The Echo Maker
- Front cover and spine of first edition
- Author: Richard Powers
- Language: English
- Genre: Novel
- Publisher: Farrar, Straus and Giroux
- Publication date: 2006
- Publication place: United States
- Media type: Print (hardcover)
- Pages: 464 pp
- ISBN: 0-374-14635-7
- OCLC: 62790370
- Dewey Decimal: 813/.54 22
- LC Class: PS3566.O92 E27 2006
- Preceded by: The Time of Our Singing

= The Echo Maker =

2006 novel by Richard Powers

The Echo Maker is a 2006 novel by American writer Richard Powers. It won the National Book Award for Fiction
and was a Pulitzer Prize for Fiction finalist.

==Plot introduction==
On a winter night on a remote Nebraska road, twenty-seven-year-old Mark Schluter flips his truck in a near-fatal accident. His older sister, Karin, his only near kin, returns reluctantly to their hometown to nurse Mark back from a traumatic head injury. But when he emerges from a protracted coma, Mark believes that this woman — who looks, acts, and sounds just like his sister — is really an impostor. Shattered by her brother's refusal to recognize her, Karin contacts the cognitive neurologist Gerald Weber, famous for his case histories describing brain disorders. Weber recognized Mark's condition as a rare case of Capgras syndrome — the delusion that people in one's life are doubles or impostors — and eagerly investigates.

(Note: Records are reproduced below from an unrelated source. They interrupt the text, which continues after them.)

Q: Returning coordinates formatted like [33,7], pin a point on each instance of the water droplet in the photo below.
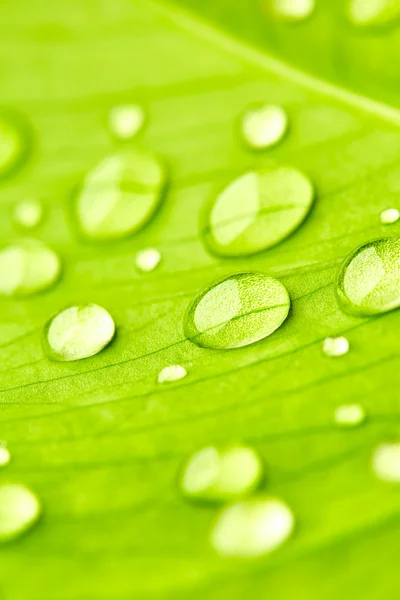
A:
[369,281]
[335,346]
[28,213]
[389,216]
[237,311]
[19,510]
[349,415]
[28,267]
[148,259]
[79,332]
[264,126]
[386,462]
[252,527]
[257,211]
[221,474]
[126,120]
[120,195]
[171,373]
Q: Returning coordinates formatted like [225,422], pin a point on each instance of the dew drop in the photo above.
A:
[264,126]
[252,527]
[369,280]
[28,267]
[221,474]
[120,195]
[386,462]
[237,311]
[19,510]
[126,120]
[78,332]
[257,211]
[171,373]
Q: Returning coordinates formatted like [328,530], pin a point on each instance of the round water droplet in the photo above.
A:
[28,267]
[264,126]
[79,332]
[126,120]
[19,510]
[221,474]
[237,311]
[257,211]
[369,281]
[120,195]
[252,528]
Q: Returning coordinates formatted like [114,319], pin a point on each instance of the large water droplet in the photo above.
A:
[221,474]
[79,332]
[19,510]
[369,281]
[252,528]
[120,195]
[257,211]
[28,267]
[237,311]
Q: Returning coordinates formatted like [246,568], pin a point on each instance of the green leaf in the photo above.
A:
[99,440]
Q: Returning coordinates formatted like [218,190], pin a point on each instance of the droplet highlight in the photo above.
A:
[216,474]
[257,211]
[252,527]
[120,195]
[237,311]
[79,332]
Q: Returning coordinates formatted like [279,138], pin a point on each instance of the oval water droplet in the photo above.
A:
[78,332]
[237,311]
[369,280]
[264,126]
[120,195]
[19,510]
[252,527]
[220,474]
[257,211]
[28,267]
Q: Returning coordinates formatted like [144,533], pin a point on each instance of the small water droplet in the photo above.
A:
[335,346]
[237,311]
[221,474]
[386,462]
[147,260]
[349,415]
[126,120]
[120,195]
[264,126]
[28,213]
[389,216]
[171,373]
[19,510]
[252,527]
[257,211]
[369,281]
[79,332]
[28,267]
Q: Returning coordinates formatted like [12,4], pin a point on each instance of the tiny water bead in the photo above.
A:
[222,474]
[386,462]
[19,510]
[369,280]
[252,527]
[126,120]
[79,332]
[120,195]
[28,267]
[257,211]
[237,311]
[264,126]
[335,346]
[171,373]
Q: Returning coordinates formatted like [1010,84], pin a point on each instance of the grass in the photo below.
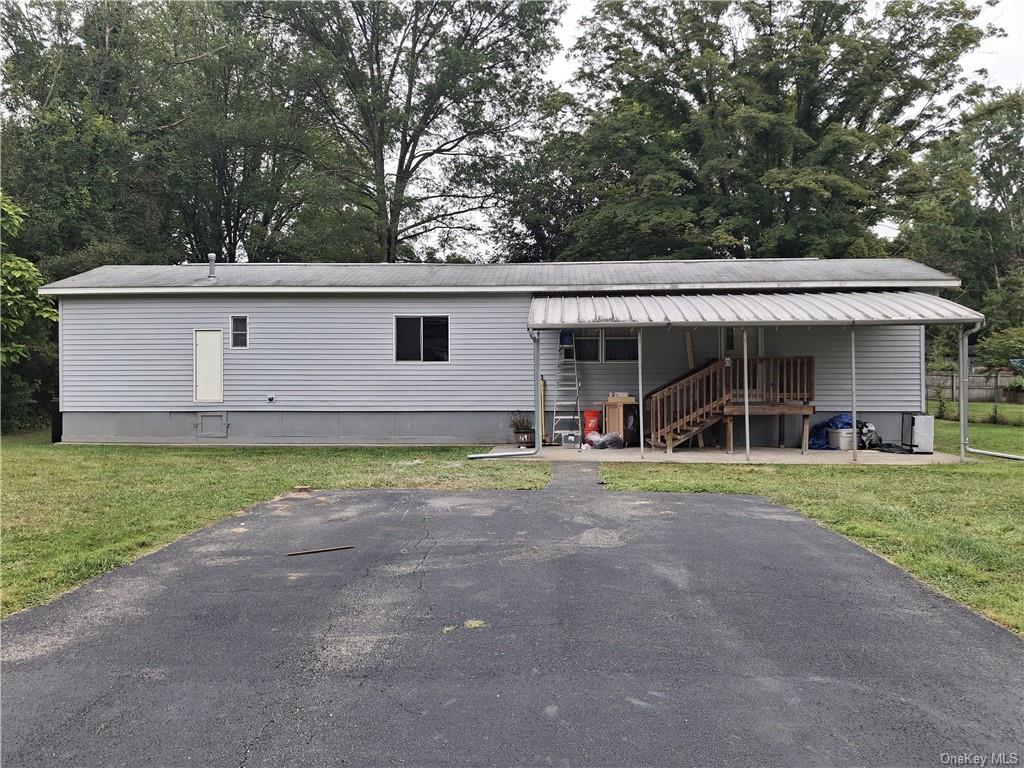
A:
[1007,413]
[71,512]
[958,527]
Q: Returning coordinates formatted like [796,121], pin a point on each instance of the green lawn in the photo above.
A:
[1006,413]
[73,511]
[958,527]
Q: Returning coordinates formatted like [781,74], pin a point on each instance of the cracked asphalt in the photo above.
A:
[569,626]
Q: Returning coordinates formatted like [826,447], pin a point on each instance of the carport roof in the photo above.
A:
[868,308]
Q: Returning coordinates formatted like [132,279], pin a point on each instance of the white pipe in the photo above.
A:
[853,386]
[996,454]
[747,401]
[538,412]
[965,393]
[640,383]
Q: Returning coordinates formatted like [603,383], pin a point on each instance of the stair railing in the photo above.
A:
[684,403]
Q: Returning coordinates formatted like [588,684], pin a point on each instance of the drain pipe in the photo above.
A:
[965,399]
[538,411]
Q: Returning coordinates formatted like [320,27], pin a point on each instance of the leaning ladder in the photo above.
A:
[566,415]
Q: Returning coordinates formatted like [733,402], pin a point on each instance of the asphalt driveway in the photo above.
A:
[570,626]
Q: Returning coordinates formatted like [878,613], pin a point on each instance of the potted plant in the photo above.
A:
[1015,389]
[522,426]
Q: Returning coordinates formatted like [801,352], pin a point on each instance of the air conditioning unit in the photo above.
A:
[919,433]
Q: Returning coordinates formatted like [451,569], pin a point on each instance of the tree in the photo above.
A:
[998,348]
[26,323]
[411,93]
[963,209]
[782,129]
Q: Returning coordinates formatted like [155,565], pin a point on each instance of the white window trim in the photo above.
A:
[634,335]
[420,316]
[221,332]
[230,331]
[601,356]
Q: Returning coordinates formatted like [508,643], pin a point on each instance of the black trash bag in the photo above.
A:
[611,439]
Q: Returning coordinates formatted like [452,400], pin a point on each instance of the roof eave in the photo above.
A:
[54,289]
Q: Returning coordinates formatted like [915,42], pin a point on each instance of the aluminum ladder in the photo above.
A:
[567,418]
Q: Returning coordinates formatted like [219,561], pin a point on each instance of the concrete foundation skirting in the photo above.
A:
[352,428]
[246,427]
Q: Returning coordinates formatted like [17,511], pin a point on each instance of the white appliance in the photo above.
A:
[919,433]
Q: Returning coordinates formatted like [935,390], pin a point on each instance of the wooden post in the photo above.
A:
[690,364]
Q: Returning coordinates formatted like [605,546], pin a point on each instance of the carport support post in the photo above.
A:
[747,400]
[853,386]
[640,383]
[965,366]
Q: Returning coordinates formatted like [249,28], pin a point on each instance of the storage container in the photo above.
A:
[841,439]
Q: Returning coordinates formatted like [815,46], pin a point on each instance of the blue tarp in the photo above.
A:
[818,437]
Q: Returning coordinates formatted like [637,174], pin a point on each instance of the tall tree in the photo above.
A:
[28,354]
[963,208]
[411,92]
[742,129]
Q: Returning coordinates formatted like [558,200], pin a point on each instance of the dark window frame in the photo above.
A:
[620,333]
[422,345]
[231,332]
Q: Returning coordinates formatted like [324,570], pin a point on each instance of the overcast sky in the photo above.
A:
[1004,57]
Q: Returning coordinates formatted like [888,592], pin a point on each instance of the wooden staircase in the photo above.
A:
[685,407]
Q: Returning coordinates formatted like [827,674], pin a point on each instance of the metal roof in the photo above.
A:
[568,276]
[869,308]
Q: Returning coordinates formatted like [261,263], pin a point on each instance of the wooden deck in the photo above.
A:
[781,410]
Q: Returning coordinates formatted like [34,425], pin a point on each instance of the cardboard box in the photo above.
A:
[621,397]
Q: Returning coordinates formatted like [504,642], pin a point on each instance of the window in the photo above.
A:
[240,332]
[620,346]
[613,345]
[421,339]
[588,346]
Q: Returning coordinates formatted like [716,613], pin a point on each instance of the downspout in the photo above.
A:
[747,400]
[538,411]
[965,361]
[853,387]
[640,382]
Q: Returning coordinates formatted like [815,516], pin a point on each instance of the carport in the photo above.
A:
[747,311]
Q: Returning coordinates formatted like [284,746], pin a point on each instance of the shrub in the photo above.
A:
[1016,384]
[520,421]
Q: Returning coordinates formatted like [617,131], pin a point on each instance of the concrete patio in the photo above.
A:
[720,456]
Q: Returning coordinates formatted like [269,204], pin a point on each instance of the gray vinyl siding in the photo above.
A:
[311,352]
[890,365]
[336,353]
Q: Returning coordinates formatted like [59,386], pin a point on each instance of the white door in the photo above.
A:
[209,366]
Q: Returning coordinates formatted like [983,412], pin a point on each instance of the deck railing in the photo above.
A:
[773,379]
[683,404]
[688,404]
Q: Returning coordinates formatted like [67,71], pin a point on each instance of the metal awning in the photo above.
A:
[867,308]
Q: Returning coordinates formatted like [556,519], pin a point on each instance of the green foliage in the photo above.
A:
[27,351]
[743,129]
[998,348]
[417,99]
[962,208]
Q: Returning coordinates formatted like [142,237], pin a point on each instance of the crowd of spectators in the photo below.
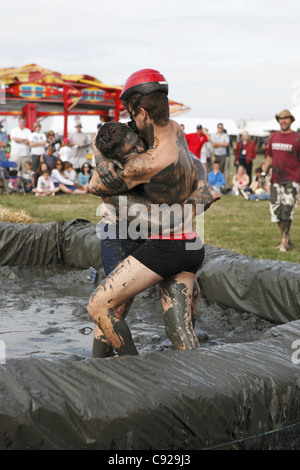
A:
[230,168]
[44,164]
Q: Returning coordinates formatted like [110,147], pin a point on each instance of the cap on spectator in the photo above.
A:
[283,114]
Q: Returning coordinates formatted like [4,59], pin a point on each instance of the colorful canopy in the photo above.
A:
[35,92]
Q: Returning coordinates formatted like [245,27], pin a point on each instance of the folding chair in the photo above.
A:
[3,174]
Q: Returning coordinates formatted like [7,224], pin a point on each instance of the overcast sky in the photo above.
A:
[237,59]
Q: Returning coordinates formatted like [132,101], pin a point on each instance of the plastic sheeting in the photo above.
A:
[268,289]
[239,396]
[235,396]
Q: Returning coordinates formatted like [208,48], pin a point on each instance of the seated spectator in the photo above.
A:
[206,151]
[28,177]
[64,184]
[54,141]
[240,182]
[49,156]
[45,185]
[65,151]
[70,173]
[13,182]
[84,175]
[42,166]
[216,179]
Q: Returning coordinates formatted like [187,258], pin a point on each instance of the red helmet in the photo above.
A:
[144,81]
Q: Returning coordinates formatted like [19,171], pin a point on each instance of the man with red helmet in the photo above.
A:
[168,173]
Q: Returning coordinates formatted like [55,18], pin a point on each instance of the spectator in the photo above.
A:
[220,142]
[49,157]
[84,176]
[37,142]
[266,142]
[227,171]
[216,179]
[13,182]
[42,167]
[3,145]
[196,140]
[20,148]
[61,182]
[28,177]
[54,141]
[70,173]
[65,151]
[205,152]
[45,185]
[245,153]
[284,158]
[79,143]
[240,182]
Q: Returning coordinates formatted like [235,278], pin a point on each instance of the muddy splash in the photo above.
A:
[43,314]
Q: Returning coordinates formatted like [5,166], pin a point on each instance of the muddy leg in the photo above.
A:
[101,347]
[195,298]
[128,279]
[176,295]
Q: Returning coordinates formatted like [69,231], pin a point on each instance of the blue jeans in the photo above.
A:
[115,250]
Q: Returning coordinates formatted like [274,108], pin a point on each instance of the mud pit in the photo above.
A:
[43,314]
[239,391]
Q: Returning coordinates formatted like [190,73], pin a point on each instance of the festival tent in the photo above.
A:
[191,123]
[37,93]
[263,128]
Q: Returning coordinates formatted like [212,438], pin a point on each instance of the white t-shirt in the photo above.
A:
[20,150]
[65,153]
[35,138]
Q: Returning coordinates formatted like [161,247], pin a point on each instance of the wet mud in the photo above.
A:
[43,314]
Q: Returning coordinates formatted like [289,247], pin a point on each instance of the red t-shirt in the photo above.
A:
[195,142]
[285,152]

What he discovers in Mark slowly undermines even his own sense of being. Meanwhile, Mark, armed only with a note left by an anonymous witness, attempts to learn what happened the night of his inexplicable accident.

==Characters==

===Main characters===
- Karin Schluter quits her job as a service representative to return home to Kearney, Nebraska to care for her comatose brother.
- Mark Schluter has a mysterious truck rollover on a deserted country road and eventually comes out of a coma suffering from a variety of delusions.
- Gerald Weber is a popular writer of books on neurology who answers a personal email from Karin requesting that he come to Nebraska. Weber may be a partial fictionalization of Oliver Sacks, 1933–2015, who was a neurologist, best-selling author, and professor of neurology at NYU School of Medicine. Sacks was the author of a number of nonfiction books, beginning with Awakenings (1973) and The Man Who Mistook His Wife for a Hat (1985), which use case histories interwoven with explanatory narrative to describe a range of brain conditions that result in unusual manifestations of neurologic deficits, in much the way Weber does in The Echo Maker.

==Analysis==
According to Richard Powers,
[The] aim in The Echo Maker is to put forward, at the same time, a glimpse of the solid, continuous, stable, perfect story we try to fashion about the world and about ourselves, while at the same time to lift the rug and glimpse the amorphous, improvised, messy, crack-strewn, gaping thing underneath all that narration. To this end, my technique was what some scholars of narrative have called double voicing. Every section of the book (until a few passages at the end) is so closely focalized through Mark, Karin, or Weber that even the narration of material event is voiced entirely through their cognitive process: the world is nothing more than what these sensibilities assemble, without any appeal to outside authority.

In a review in the New York Review of Books, Margaret Atwood described the novel's "underlying sketch" as being from The Wonderful Wizard of Oz.

Colson Whitehead, writing in The New York Times, called it a "post-911 novel .. not an elegy for How We Used to Live or a salute to Coming to Grips, but a quiet exploration of how we survive, day to day."

In February 2022, a fan brought a copy of the book into a concert by rapper and artist Tyler, the Creator at Little Caesars Arena in Detroit. During the show, the rapper noticed the fan reading the book, and requested for it to be brought on stage. When a security guard passed the book up onto the stage, Tyler briefly read the back of the book before calling the book “trash” and making fun of the fan, encouraging other audience members to “call him names”.